Segundo Mário Cesar, coordenador de obras da Santa Casa de Rio Grande, a direção da universidade, em conjunto com a administração do hospital, previu a possibilidade de alagamento. Isso porque a água acumulada no norte do estado escoa pela Lagoa dos Patos. Diante desse cenário, foi formado um comitê responsável por elaborar uma estratégia de emergência, que incluiu a transferência de pacientes e equipamentos do prédio principal – localizado na área de risco – para o setor de cardiologia e oncologia, na Avenida Presidente Vargas.
O processo de evacuação foi realizado em etapas, começando pelo pronto-socorro, seguido pela UTI e, por fim, as demais unidades. No momento mais crítico da emergência, apenas 24 pacientes permaneceram no local, devido à complexidade do transporte de seus casos. O prédio na Presidente Vargas, que originalmente comportava cerca de 80 leitos, precisou acomodar um número de pacientes que demandaria pelo menos 150 leitos. Para atender à nova demanda, foi solicitado um tanque adicional de oxigênio à White Martins.
Para proteger o prédio principal e garantir seu funcionamento, foram montadas barricadas com sacos de areia nas entradas, impedindo o avanço da água da lagoa. Além disso, as tomadas do térreo foram desligadas para evitar curto-circuitos. Caso a subestação fosse comprometida, o plano previa alternar para o gerador e, em último caso, havia um plano de evacuação estruturado em parceria com os bombeiros, que não precisou ser acionado.
Como consequência desse evento histórico, o hospital agora está implementando medidas para reduzir os riscos de futuras enchentes. Entre as ações em andamento estão a elevação do gerador, a remoção das tomadas próximas ao chão e a reestruturação do projeto elétrico, com a realocação dos quadros de força para o segundo andar.

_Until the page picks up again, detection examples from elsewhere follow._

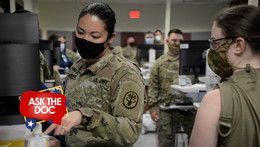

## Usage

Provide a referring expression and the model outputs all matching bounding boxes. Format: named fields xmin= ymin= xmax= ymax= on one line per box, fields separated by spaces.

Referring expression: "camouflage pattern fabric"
xmin=66 ymin=48 xmax=77 ymax=63
xmin=148 ymin=53 xmax=179 ymax=113
xmin=148 ymin=53 xmax=194 ymax=147
xmin=39 ymin=51 xmax=50 ymax=82
xmin=122 ymin=47 xmax=137 ymax=63
xmin=64 ymin=48 xmax=145 ymax=147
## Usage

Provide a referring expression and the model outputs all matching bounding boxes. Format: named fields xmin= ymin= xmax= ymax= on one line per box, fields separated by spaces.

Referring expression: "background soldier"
xmin=148 ymin=29 xmax=194 ymax=147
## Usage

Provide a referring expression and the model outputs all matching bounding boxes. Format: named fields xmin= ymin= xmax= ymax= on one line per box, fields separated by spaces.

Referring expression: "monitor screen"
xmin=0 ymin=13 xmax=39 ymax=43
xmin=39 ymin=40 xmax=61 ymax=75
xmin=39 ymin=40 xmax=53 ymax=75
xmin=0 ymin=13 xmax=40 ymax=97
xmin=136 ymin=44 xmax=164 ymax=61
xmin=179 ymin=40 xmax=209 ymax=76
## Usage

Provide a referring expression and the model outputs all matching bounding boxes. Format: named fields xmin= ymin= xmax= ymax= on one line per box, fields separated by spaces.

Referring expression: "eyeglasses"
xmin=208 ymin=37 xmax=237 ymax=50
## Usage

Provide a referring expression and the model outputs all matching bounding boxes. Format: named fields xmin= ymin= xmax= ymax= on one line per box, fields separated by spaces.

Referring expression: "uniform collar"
xmin=229 ymin=68 xmax=260 ymax=83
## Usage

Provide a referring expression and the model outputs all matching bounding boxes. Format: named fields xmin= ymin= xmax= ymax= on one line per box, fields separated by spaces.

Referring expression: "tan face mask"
xmin=208 ymin=39 xmax=233 ymax=78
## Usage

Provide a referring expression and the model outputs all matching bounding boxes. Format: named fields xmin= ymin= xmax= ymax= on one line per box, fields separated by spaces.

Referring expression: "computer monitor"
xmin=0 ymin=13 xmax=41 ymax=125
xmin=0 ymin=13 xmax=40 ymax=97
xmin=179 ymin=40 xmax=209 ymax=76
xmin=39 ymin=40 xmax=53 ymax=75
xmin=39 ymin=40 xmax=61 ymax=76
xmin=136 ymin=44 xmax=164 ymax=61
xmin=0 ymin=13 xmax=39 ymax=43
xmin=52 ymin=41 xmax=61 ymax=65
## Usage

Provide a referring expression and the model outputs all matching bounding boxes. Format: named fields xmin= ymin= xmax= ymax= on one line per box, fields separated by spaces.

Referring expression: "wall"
xmin=38 ymin=2 xmax=228 ymax=39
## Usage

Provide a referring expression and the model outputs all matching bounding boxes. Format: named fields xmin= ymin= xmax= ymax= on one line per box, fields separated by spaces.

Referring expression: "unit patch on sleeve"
xmin=123 ymin=91 xmax=139 ymax=109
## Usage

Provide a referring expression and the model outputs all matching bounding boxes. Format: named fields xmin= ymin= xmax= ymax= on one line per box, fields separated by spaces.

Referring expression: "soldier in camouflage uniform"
xmin=45 ymin=3 xmax=145 ymax=147
xmin=122 ymin=37 xmax=137 ymax=63
xmin=148 ymin=29 xmax=194 ymax=147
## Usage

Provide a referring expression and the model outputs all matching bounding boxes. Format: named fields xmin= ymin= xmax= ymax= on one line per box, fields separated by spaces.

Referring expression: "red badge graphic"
xmin=20 ymin=86 xmax=69 ymax=125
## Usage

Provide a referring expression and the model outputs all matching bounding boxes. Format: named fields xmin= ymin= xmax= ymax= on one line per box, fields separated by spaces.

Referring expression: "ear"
xmin=235 ymin=37 xmax=246 ymax=55
xmin=108 ymin=32 xmax=116 ymax=44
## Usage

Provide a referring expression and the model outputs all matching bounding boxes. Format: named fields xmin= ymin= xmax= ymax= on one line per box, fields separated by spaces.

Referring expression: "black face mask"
xmin=129 ymin=42 xmax=135 ymax=47
xmin=75 ymin=35 xmax=108 ymax=59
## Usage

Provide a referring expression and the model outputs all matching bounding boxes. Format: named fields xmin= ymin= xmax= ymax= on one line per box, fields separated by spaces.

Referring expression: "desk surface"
xmin=193 ymin=103 xmax=200 ymax=110
xmin=160 ymin=105 xmax=194 ymax=110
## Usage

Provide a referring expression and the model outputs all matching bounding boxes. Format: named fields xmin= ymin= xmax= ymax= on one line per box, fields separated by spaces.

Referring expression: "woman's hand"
xmin=43 ymin=111 xmax=82 ymax=136
xmin=50 ymin=136 xmax=61 ymax=147
xmin=150 ymin=111 xmax=160 ymax=122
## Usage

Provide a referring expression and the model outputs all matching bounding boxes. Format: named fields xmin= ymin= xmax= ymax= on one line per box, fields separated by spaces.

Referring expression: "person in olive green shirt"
xmin=190 ymin=5 xmax=260 ymax=147
xmin=122 ymin=37 xmax=137 ymax=63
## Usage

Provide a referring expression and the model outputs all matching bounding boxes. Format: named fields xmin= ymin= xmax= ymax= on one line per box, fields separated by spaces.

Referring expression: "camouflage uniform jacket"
xmin=64 ymin=48 xmax=145 ymax=147
xmin=148 ymin=53 xmax=179 ymax=113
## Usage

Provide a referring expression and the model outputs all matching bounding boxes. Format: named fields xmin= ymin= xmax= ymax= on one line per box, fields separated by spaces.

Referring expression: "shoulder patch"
xmin=123 ymin=91 xmax=139 ymax=109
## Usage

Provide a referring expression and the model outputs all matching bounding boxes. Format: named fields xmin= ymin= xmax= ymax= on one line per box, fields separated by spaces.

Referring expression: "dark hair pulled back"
xmin=78 ymin=2 xmax=116 ymax=39
xmin=215 ymin=5 xmax=260 ymax=54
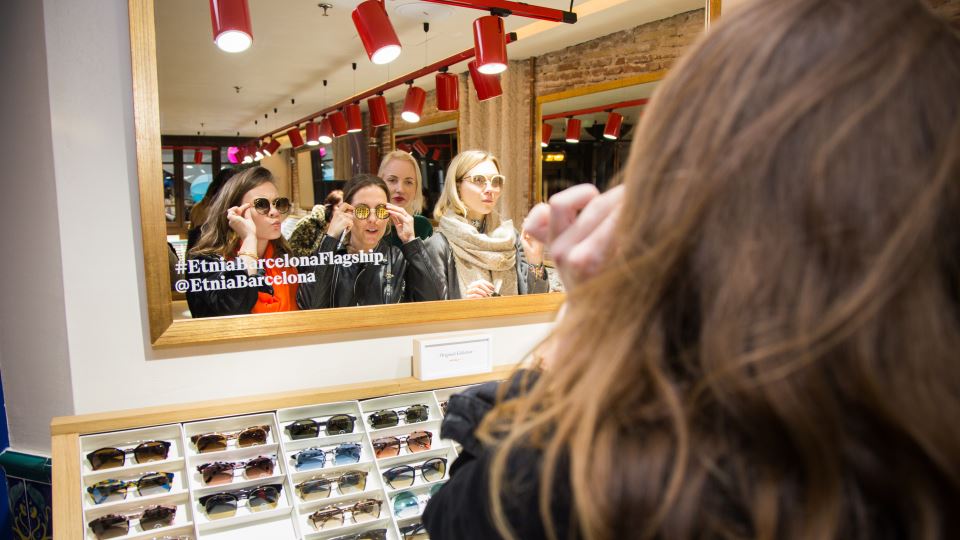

Essa não foi a primeira grande enchente enfrentada pela Santa Casa de Rio Grande. Em 1884, a água atingiu a construção, o que levou à elevação do nível da estrutura na época.

Santa Casa do Rio Grande é o terceiro hospital mais antigo do RS
Outro fator fortemente afetado pelas chuvas foi a economia local, como evidenciado pela situação do Mercado Público de Rio Grande durante a calamidade. Lucas, colaborador de uma lancheria, relatou que os estabelecimentos enfrentaram dificuldades para transferir equipamentos e mercadorias.
Além disso, a inundação do bazar interrompeu as atividades comerciais por vários dias, gerando prejuízos aos vendedores. Diante da possibilidade de novos alagamentos, as chances de adoção de medidas preventivas eficazes são reduzidas, já que o mercado está localizado imediatamente ao lado da Lagoa dos Patos.

No momento mais crítico era possível se locomover apenas de barco
Por fim, essas são apenas algumas incidências locais, que representam uma magnitude ínfima se comparadas à realidade nacional, que prejudica dezenas de milhares de pessoas, ou à dimensão global, que afeta dezenas, talvez centenas, de milhões de indivíduos.